Incorrect predictions: 648
Accuracy: 0.6734

Confusion Matrix for the ensemble model

# predict
y_pred = catchall_model(X_test).argmax(dim=1).detach()


# display confusion matrix
cm = confusion_matrix(y_test, y_pred)
classes = ('plane', 'car', 'bird', 'cat', 'deer', 'dog', 'frog', 'horse', 'ship', 'truck')

disp = ConfusionMatrixDisplay(confusion_matrix=cm, display_labels=classes)
disp.plot(cmap=plt.cm.Blues, 
          text_kw={'fontsize': 8, 'ha': 'center', 'va': 'center'})

# Format numbers as integers without scientific notation
for text in disp.text_.ravel():
    text.set_text(f'{int(float(text.get_text()))}')

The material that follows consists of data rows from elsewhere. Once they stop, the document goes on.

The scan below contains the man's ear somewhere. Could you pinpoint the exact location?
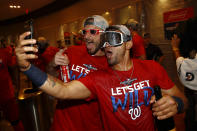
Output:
[126,40,133,50]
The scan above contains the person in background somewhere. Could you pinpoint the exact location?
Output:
[171,18,197,131]
[57,40,65,49]
[0,40,24,131]
[16,25,187,131]
[144,33,164,63]
[47,15,108,131]
[126,19,146,60]
[34,36,59,71]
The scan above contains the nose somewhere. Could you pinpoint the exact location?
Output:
[103,42,111,48]
[84,32,92,39]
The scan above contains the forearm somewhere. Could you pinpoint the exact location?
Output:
[24,65,91,99]
[164,86,188,112]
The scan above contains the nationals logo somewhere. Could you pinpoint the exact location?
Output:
[111,80,154,120]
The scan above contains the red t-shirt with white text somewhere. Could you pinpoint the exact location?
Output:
[51,45,108,131]
[132,33,146,58]
[79,60,174,131]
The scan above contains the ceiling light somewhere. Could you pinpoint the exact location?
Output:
[105,11,109,15]
[9,5,21,9]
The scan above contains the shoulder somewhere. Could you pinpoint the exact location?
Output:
[66,45,86,53]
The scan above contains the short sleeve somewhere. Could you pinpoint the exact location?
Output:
[176,57,185,71]
[78,72,97,100]
[153,61,174,89]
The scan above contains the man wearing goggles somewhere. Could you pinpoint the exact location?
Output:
[16,25,187,131]
[46,15,108,131]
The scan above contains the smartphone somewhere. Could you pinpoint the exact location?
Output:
[24,19,34,54]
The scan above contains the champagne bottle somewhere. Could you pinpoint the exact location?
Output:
[154,85,176,131]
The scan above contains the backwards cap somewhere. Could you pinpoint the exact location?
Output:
[83,15,109,30]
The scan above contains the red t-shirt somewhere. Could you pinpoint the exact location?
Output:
[51,45,108,131]
[132,33,146,58]
[0,48,16,103]
[79,60,174,131]
[33,46,59,71]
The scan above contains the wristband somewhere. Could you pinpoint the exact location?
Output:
[24,64,47,87]
[172,96,184,114]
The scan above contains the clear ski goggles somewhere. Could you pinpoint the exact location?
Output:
[81,29,104,35]
[101,31,124,47]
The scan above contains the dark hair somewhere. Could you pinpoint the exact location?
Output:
[176,17,197,57]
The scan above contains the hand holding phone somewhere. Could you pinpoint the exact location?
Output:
[24,19,34,54]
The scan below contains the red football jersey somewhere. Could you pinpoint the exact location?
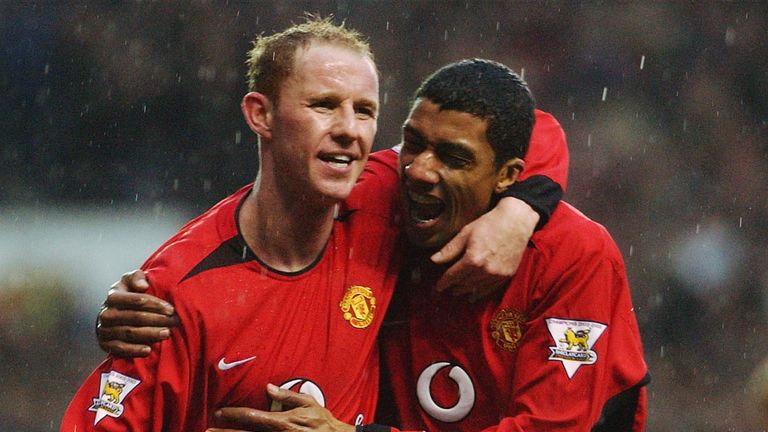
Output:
[382,202,647,431]
[61,111,567,431]
[62,165,399,432]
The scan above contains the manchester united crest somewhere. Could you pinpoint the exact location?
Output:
[339,285,376,328]
[489,308,525,352]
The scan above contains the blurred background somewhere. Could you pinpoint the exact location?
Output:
[0,0,768,431]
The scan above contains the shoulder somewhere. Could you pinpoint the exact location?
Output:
[142,187,250,299]
[531,201,624,270]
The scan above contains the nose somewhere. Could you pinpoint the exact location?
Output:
[405,150,440,185]
[331,105,359,146]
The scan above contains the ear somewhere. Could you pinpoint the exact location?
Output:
[494,158,525,193]
[240,92,274,139]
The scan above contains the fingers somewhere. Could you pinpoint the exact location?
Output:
[104,286,174,318]
[99,340,152,358]
[98,300,179,327]
[96,326,171,345]
[267,384,319,410]
[120,270,149,292]
[209,407,285,431]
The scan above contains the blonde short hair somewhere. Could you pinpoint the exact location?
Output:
[245,15,373,103]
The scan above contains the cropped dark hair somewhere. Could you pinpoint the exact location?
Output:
[415,59,535,167]
[245,14,373,103]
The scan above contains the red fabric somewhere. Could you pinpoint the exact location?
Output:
[383,203,647,431]
[62,178,399,431]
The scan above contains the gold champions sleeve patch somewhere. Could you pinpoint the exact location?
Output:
[546,318,608,378]
[88,371,141,426]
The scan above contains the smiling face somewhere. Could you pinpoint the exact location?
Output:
[399,98,522,248]
[254,42,379,202]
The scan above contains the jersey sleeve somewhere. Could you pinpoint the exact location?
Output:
[500,110,569,229]
[485,226,647,431]
[61,269,192,432]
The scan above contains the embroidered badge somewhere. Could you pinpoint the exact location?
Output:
[489,308,525,352]
[339,285,376,328]
[88,371,141,426]
[546,318,608,378]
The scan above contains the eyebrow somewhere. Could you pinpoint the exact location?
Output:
[403,123,475,160]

plt.title('Confusion Matrix for single CNN Model')
plt.show()

# compute accuracy
accuracy = accuracy_score(y_test, y_pred)
print(f"Accuracy: {accuracy}")

Accuracy: 0.6404

As we can observer, the stacked model slightly outperforms the single CNN model. However, this is not always the case, it varied depending on the number of epochs. This is a nitpicked example to show that Stacking models can outperform single models.

Ensemble models is a different paradigm form the ones we have seen so far. It is a way to combine multiple models to create a single model that is more robust and accurate than any of the individual models.